A girl on a ball is setting out on the long trek from Moscow to Madrid. An impossible feat? Not when the lass in question is Pablo Picasso’s Girl on a Ball, and the trek a long-awaited art exchange between Moscow’s Pushkin Museum and Madrid’s Prado.
Picasso’s “Girl” once belonged to the famous American writer and art aficionado Gertrude Stein, whose rich collection of paintings included works by such luminaries as Matisse, Cezanne and Renoir, to name just a few.
Back in 1913, Girl on a Ball was acquired by the legendary Russian collector of impressionist work, Ivan Morozov.
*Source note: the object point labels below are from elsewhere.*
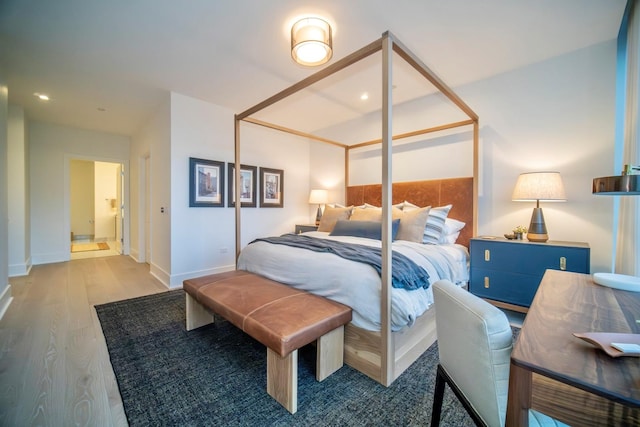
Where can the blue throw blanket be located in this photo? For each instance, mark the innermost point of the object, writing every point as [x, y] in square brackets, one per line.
[405, 274]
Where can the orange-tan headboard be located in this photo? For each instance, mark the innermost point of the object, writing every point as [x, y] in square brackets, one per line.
[439, 192]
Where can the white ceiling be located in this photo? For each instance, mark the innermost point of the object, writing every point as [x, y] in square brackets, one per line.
[125, 56]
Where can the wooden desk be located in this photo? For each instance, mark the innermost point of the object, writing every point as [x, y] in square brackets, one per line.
[564, 377]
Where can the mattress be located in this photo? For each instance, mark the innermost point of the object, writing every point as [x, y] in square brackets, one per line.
[356, 284]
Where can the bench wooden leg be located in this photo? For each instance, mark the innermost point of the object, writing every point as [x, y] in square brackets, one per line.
[330, 353]
[282, 379]
[196, 314]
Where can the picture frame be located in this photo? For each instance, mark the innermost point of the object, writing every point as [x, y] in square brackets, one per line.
[249, 185]
[206, 183]
[271, 188]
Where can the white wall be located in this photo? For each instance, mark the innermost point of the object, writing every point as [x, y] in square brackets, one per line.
[18, 193]
[553, 115]
[203, 239]
[51, 148]
[152, 142]
[81, 198]
[105, 191]
[5, 288]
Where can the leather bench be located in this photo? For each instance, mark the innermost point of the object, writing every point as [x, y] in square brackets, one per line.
[278, 316]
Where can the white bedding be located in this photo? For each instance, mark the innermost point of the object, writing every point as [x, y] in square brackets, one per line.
[356, 284]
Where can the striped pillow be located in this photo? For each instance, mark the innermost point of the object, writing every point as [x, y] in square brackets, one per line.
[435, 224]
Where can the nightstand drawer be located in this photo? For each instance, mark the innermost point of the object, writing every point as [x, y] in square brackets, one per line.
[530, 258]
[303, 228]
[513, 288]
[509, 271]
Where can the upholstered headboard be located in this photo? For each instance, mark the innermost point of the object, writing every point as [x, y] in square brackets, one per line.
[455, 191]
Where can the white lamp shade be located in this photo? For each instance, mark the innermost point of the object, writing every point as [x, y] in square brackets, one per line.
[319, 197]
[311, 41]
[534, 186]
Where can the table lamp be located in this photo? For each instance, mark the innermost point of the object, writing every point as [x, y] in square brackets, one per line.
[537, 186]
[627, 184]
[319, 197]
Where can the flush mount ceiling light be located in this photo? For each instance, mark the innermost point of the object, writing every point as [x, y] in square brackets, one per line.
[311, 42]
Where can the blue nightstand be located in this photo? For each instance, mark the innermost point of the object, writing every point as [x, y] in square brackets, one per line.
[507, 272]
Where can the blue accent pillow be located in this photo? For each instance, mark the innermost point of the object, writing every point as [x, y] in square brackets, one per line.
[366, 229]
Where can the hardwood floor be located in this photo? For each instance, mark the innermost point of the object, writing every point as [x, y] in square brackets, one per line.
[54, 365]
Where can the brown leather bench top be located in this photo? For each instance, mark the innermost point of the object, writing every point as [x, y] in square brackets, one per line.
[280, 317]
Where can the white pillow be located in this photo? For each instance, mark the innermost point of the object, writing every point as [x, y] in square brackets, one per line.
[366, 214]
[452, 225]
[435, 224]
[406, 206]
[449, 239]
[412, 224]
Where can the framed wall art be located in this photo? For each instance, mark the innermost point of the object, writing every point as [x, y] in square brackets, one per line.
[271, 188]
[206, 183]
[248, 185]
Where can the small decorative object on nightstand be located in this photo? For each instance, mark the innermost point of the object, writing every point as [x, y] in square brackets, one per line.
[507, 272]
[303, 228]
[319, 197]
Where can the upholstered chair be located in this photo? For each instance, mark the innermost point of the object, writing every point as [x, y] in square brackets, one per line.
[474, 344]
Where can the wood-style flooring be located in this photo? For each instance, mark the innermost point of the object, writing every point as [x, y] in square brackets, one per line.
[54, 365]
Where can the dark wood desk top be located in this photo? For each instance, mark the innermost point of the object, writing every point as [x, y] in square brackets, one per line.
[571, 302]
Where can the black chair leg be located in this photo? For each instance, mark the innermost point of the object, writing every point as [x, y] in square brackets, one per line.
[438, 395]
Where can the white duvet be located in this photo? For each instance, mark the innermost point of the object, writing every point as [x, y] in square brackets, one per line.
[355, 284]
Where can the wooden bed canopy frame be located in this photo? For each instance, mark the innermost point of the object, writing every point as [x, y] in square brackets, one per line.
[382, 355]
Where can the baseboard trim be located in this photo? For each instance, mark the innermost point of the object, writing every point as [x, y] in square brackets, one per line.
[5, 300]
[22, 269]
[176, 281]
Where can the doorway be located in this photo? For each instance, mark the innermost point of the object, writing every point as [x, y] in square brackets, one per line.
[96, 208]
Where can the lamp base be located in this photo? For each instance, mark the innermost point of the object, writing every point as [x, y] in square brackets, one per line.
[318, 215]
[535, 237]
[618, 281]
[537, 228]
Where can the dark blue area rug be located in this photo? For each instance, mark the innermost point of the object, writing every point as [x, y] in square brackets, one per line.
[216, 375]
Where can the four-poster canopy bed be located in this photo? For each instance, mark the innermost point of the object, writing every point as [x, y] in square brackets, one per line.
[385, 353]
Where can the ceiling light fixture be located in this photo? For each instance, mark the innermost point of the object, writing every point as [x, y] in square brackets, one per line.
[311, 41]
After the Revolution, however, it became part of the State collection of the Pushkin Museum of Fine Arts.
From September 17, the painting will take up temporary residence in Spain’s iconic Prado Museum, renowned for its unsurpassed collection of works by Velázquez, Goya and El Greco, whom Picasso especially loved.
“It was crucial for us to present the Girl on a Ball at the Prado because its author – the genius Picasso – was at the helm of the Prado for some time, as the museum’s director,” head of the Pushkin Museum of Fine Arts, Irina Antonova, explained.
But, as they say in Russia, “a holy place is never empty”, and the space temporarily left by the absent Girl will be filled by another masterpiece, the Portrait of Prince Balthasar Carlos by Diego Velázquez. The Prado will give as good as it gets.